Association Between Socioeconomic Status and Comorbidities Among Patients With Rheumatoid Arthritis

Results of a Nationwide Cross-Sectional Survey

Anna Shin; Seunghwan Shin; Ji Hyoun Kim; You-Jung Ha; Yun Jong Lee; Yeong Wook Song; Eun Ha Kang

Disclosures

Rheumatology. 2019;58(9):1617-1622. 

In This Article

Results

Patient Characteristics

Among 56 039 participants aged ≥19 years from 2007–2015 KNHANES, 4137 participants with missing information for RA were excluded. We identified a total of 1088 RA patients, which corresponds to the weighted number of 612 303 patients.
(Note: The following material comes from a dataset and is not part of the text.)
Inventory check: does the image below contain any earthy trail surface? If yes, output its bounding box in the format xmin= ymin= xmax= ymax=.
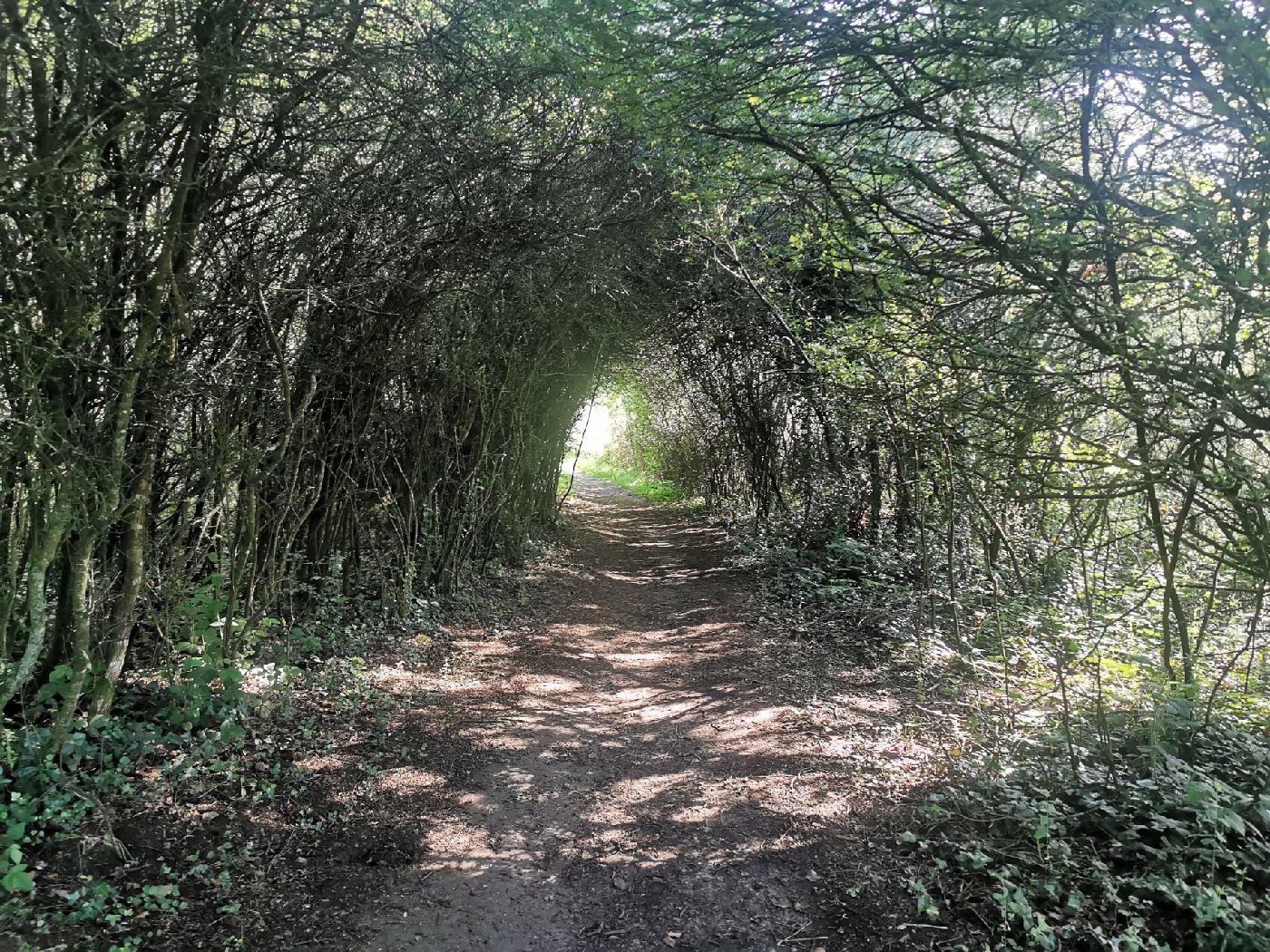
xmin=297 ymin=477 xmax=928 ymax=952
The mean age was 58.0 years and 74.9% were female. Supplementary Table S1, available at Rheumatology online, shows the weighted prevalence of individual SES levels and comorbidities among RA patients. Overall, 53.7% belonged to the low-income group, 61.7% to the low-education group, and 77.5% to the urban dwellers.

When stratified by SES levels, patients of low vs high SES were much older and more comorbid (Supplementary Table S1, available at Rheumatology online). Due to substantial age difference between the two SES groups, we stratified the patients into ≥ and < median age (63 years). The weighted comorbidity distribution is shown for those aged <63 years (Table 1) and ≥63 years (Supplementary Table S3, available at Rheumatology online).

Comorbidity Distribution According to SES Levels in Those Aged <63 Years

In those aged <63 years (n = 531, weighted n = 371 157), ~70% were female and the mean age was 48.8 years. Due to residual age discrepancy within this age stratum (Table 1), a logistic regression model was used, further accounting for age effect, comparing the low vs high SES groups.

The most common comorbidities identified by the health interview were mental (high stress 35.1%, depressive mood 18.6% and suicide ideation 19.5%), cardiometabolic (hypertension 17.6% and dyslipidaemia 13.6%) and musculoskeletal (osteoporosis 10.6% and osteoarthritis 11.0%). Obesity (31.8%), hypertension (26.0%), hypercholesterolemia (15.2%) and hypertriglyceridemia (16.9%) were also commonly found by the medical examination (Table 1).

The age-adjusted OR (95% CI) associated with low vs high income was 3.09 (1.31, 7.29) for diabetes, 2.12 (1.13, 3.99) for osteoarthritis, 2.13 (1.01, 4.53) for depression, 2.68 (1.54, 4.65) for depressive mood and 3.01 (1.79–5.07) for suicide ideation based on the health interview. The age-adjusted OR (95% CI) was 2.04 (1.30, 3.20) for obesity, 2.30 (1.03, 5.16) for diabetes and 2.36 (1.28–4.34) for hypertriglyceridemia based on the medical examination (Table 2). Low education was associated with suicide ideation (OR 2.25, 95% CI 1.14, 4.44) and tended to be associated with osteoarthritis (OR 2.08, 95% CI 0.99, 4.40) after adjusting for age. We observed no association between area of residence and comorbidities before or after adjusting for age.

Comorbidity Distribution According to SES Levels in Those Aged ≥63 Years

In those aged ≥63 years (n = 557, weighted n = 241 145), 83.1% were female and mean age was 72.2 years (Supplementary Table S3, available at Rheumatology online). We found no significant difference in comorbidity distribution according to SES after adjusting for age and/or gender.

Health-related Behavior and Healthcare Utilization

To examine the association mechanism between comorbidities and SES among those aged <63 years, we compared health-related behaviors (exercise pattern, drinking or smoking habits) and healthcare utilization patterns between high and low SES levels (Supplementary Table S4, available at Rheumatology online).

A lower rate of vigorous exercise was associated with low income (P = 0.04) or tended to be associated with low education (P = 0.08). We observed no difference in the overall drinking frequencies (P = 0.23 for a trend test) or smoking habits (P = 0.27 for a trend test) according to income levels.

Failed access to necessary medical services was numerically more frequent in low SES groups (23.8% vs 18.1% in the low and high income group, respectively; 23.8% vs18.0% in the low and high education group, respectively). Outpatient clinic visits within two months from the interview tended to be more frequent in the low income than in the high income group (P = 0.07 for a trend test), potentially reflecting worse health conditions in the former group. There was no difference in the number of patients hospitalized during the past year.